A West Ashley grocery store empty for six months is now a top priority for local and state leaders.

The Food Lion, formerly on the corner of Sycamore Avenue and St. Andrews Boulevard, created a void and an inconvenience when its doors closed back in January. The grocery store was in walking distance for many area residents who now struggle to get to stores further away.

On Wednesday, Rep.Wendell Gilliard said the building is getting quite a bit of interest, but officials are still deciding what will go there. Gilliard said so far, a proposal to put a farmers market in the old Food Lion building has been rejected.

Although the building is for lease, Gilliard said there is a balance between doing what is best for businesses and the community.

Harrison Gibbs rides his bike most places. He remembers how much easier life was before Food Lion shut down.

"All you got to do is go across the road and get your stuff and come on back," said Gibbs recalling his short trips to the store.

Now, he and other senior citizens say they have to travel further to get the things they need.

"Go to Doscher's or Piggly Wiggly or any other store far away," said Gerod Brown a senior citizen in the neighborhood. "It's more expensive and most of the senior citizens back here can't really afford that."

Brown is luckier than some.

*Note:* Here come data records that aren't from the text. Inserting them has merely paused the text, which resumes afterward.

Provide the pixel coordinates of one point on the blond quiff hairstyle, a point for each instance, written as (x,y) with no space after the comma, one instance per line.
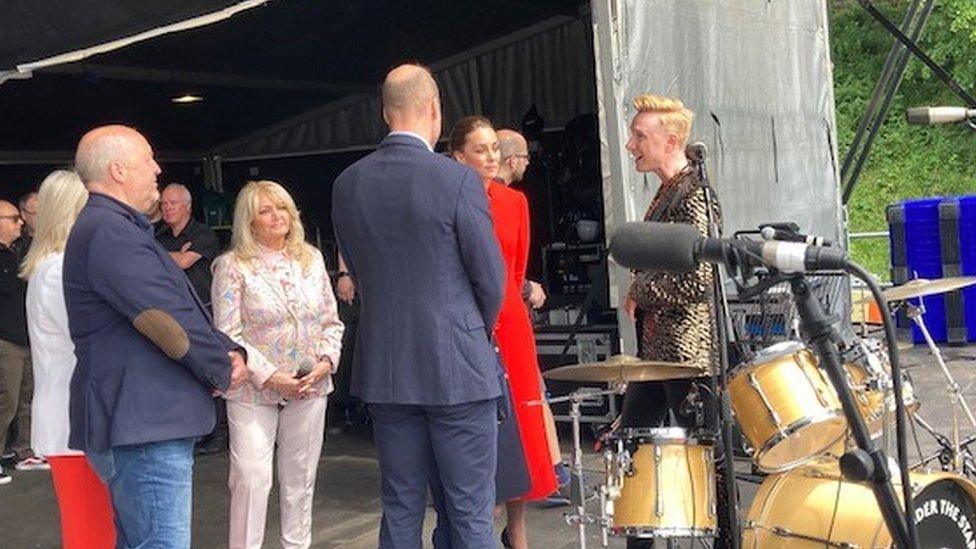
(674,116)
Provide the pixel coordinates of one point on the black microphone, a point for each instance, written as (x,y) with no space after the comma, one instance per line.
(696,152)
(925,116)
(769,232)
(678,247)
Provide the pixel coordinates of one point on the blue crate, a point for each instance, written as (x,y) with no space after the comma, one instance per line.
(967,252)
(923,255)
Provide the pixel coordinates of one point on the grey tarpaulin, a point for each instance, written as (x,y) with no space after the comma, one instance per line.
(758,75)
(549,65)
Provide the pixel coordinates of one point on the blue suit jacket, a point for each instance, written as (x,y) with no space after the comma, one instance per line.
(125,389)
(416,233)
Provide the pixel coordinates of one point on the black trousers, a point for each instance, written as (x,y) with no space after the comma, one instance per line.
(667,403)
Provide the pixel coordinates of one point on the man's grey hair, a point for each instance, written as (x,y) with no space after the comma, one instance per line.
(93,161)
(508,146)
(183,190)
(22,203)
(409,93)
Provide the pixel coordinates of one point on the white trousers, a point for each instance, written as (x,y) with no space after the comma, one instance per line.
(297,429)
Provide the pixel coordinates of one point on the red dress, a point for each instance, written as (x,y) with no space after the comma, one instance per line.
(516,342)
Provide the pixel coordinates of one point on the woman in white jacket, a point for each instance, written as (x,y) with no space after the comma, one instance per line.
(86,509)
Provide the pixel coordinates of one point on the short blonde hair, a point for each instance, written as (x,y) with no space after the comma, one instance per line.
(674,116)
(242,241)
(59,201)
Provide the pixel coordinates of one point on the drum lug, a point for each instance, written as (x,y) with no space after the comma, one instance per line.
(754,383)
(817,388)
(709,489)
(658,492)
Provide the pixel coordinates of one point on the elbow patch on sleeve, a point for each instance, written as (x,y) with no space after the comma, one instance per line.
(163,330)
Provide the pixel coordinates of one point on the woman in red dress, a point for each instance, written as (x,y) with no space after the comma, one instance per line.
(473,142)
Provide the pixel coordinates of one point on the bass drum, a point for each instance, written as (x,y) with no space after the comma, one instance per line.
(813,507)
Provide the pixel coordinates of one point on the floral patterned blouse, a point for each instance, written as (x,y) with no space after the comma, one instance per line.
(285,317)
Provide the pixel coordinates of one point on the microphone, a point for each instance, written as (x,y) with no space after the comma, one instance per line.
(678,247)
(925,116)
(696,152)
(769,232)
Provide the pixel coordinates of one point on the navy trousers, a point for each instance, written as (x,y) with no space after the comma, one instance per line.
(453,447)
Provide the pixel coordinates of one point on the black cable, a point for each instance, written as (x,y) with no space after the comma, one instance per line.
(900,415)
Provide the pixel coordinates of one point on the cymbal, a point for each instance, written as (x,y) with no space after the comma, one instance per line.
(922,287)
(624,368)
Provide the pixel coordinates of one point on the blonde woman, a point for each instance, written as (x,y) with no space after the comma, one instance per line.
(86,509)
(271,294)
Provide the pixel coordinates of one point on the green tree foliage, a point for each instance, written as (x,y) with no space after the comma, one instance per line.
(905,161)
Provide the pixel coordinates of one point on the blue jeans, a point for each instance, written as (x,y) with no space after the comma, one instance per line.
(152,492)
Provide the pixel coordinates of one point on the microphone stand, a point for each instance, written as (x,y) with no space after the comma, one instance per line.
(867,463)
(722,327)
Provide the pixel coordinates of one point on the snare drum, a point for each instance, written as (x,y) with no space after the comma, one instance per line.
(787,408)
(661,484)
(812,507)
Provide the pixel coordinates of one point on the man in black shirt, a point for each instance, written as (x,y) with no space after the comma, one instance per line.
(14,353)
(193,246)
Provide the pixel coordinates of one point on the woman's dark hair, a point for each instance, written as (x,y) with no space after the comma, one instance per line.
(460,131)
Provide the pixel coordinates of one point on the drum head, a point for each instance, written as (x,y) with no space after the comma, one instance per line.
(945,515)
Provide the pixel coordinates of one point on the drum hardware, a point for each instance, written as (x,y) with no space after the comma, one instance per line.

He owns a vehicle and drives. But he says his senior citizen friends don't have that luxury when going to the grocery store. Although Gibbs relies on his bike for transportation, he said others don't, and shopping is a struggle.

"They can't make it up there. They would have to take a cab or go pay somebody to go take them," said Gibbs.

Since the store's closing, Gilliard has been flooded with calls and complaints from the community members who depended on the Food Lion. 

"On the economic development list, this property here is high priority," said Gilliard pointing to the vacant former Food Lion building.

There have been a number of ideas about what to put in the space. Seniors say they hope their needs are considered before the building is leased again, and they have their own proposal for what to put there.

"A Save-A-Lot or either another Doscher's. That would be more convenient for the people in the neighborhood anyway," said Larry Edwards, a senior citizen in the area.

On Wednesday, Charleston City Councilman Aubry Alexander said several council members, as well as the city's planning departments, are working on an economic development plan for West Ashley, and the old Food Lion is a part of it.